Mussels and their Environment

MEET is motivated by the growing societal concern over on-going global environmental changes and their damaging consequences on biodiversity, and proposes to contribute to better understanding the responses of coastal populations to environmental shifts.

In the last 200 years of the ‘Anthropocene’, the marine environments have changed at unprecedented scales and speeds. These shifts constitute a mosaic of stressors for marine species including shell-producing organisms, such as Mytilus mussels, mollusks of both ecological and economic importance.

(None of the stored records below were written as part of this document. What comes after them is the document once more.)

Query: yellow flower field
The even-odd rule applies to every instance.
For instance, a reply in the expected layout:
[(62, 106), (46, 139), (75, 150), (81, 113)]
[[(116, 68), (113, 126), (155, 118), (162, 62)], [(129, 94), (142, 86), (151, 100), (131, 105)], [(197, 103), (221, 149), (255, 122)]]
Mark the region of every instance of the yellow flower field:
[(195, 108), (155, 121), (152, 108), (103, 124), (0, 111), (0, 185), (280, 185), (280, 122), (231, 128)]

The objective of MEET is to characterise how environmental conditions influence Mytilus mussels with regards to their genome and the shape of their shells in space and time by implementing a multi-disciplinary approach combining morphometrics and genomics analyses.


A phenotypic

We use advanced morphometric analyses of 3D micro-Computed Tomography scans to investigate variation in the morphology of mussel shells.


And genomic

To investigate variation in the genomic composition of mussel populations, we implement the latest methods for characterizing DNA molecules and analyzing high-throughput DNA sequencing data.


Exploration through Time

Both morphological and genomic variation can be preserved over long time periods in ancient mussel shells, making it possible to use them as true biological archives in space and time. Dynamics of morphological and genomic adaptations, and their interplay, are explored through the analysis of specimens from museum collections, sediments and archaeological sites.